From the time RW was very young he considered himself a mathematician. He had an innate ability for numbers, and it was his love of numbers, that led him to engineering and design. As a young man he saw himself working in aerospace -his goal was to design planes.
He loved planes. Maybe it was because his father flew B-17s in WWII. His father was shot down over Germany, and spent 2 years in a German prison camp, but RW still had a love-affair with flying machines. So, as soon as he was out of school, he left Indiana and headed to California, where he entered the Northrop Institute of Technology and College of Engineering. After a few years in school -reality started to sink in. He was tired of spending time in a classroom - he wanted to be a part of the real world and have his own business. The boy’s dream of creating planes had come to an end.
While visiting New Mexico, RW was introduced to a jewelry designer, who inspired him to create jewelry. The idea of working with precious metals seemed natural to him. Designing jewelry allowed him to utilize his skills and express his creativity. He soon found a market for his creations, which led him to open a jewelry store, where he sold and designed custom-made jewelry. He later became a certified diamond grader and certified colored stone expert. But after twenty years, he felt as though each day was a page in a book that he was reading over and over again...something missing. He remembered how he had longed to design planes and how he wanted to work with metal on “a larger scale.” He felt as if an “idea” was whispering in his ear, but he was too busy juggling life to listen.

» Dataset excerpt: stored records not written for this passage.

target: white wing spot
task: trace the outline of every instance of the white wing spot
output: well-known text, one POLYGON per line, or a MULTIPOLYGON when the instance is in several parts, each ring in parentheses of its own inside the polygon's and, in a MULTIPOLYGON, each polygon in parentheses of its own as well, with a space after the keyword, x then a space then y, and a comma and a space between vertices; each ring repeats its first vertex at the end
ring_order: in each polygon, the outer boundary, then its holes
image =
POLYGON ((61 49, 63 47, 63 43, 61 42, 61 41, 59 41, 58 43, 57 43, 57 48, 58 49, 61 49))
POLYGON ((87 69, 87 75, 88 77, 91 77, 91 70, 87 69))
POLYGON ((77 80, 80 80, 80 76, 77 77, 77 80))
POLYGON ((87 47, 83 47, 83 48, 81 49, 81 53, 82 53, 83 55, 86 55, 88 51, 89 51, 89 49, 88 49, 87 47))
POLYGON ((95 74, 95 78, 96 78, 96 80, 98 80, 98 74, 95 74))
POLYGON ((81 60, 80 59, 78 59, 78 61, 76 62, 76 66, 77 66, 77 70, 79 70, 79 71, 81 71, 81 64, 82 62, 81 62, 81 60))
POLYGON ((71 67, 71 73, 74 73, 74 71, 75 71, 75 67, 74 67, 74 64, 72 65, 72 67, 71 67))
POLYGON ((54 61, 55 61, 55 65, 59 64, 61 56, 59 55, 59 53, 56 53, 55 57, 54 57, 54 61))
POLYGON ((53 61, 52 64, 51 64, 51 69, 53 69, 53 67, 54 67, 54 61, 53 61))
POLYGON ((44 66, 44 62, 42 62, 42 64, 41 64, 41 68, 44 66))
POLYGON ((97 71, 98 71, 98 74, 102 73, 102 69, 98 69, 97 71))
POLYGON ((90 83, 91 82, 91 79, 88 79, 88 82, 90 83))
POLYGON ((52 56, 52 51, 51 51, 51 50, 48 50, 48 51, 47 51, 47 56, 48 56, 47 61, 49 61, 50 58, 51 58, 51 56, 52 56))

It was about this time that RW’s life started to unravel. He lost his daughter when she was eleven years old. After that life shattering event - his personal life, hiswork, his faith – it all “hit a wall.” It took a very long time, but he slowly put himself back together...but he would never be the same. He found solace in the writings of Eckhart Tolle. He studied ways to find peace and “live in the now.” It was Eckart’s work that helped him move forward.
After the healing, he regained his focus and found himself wanting to move to the desert. It was in the desert, that he started to have vivid dreams. In his dreams he saw images of moving sculptures. He would get up in the middle of the night, so that he could capture the images on paper. Using his engineering and design knowledge, he started “bringing these dreams to life”.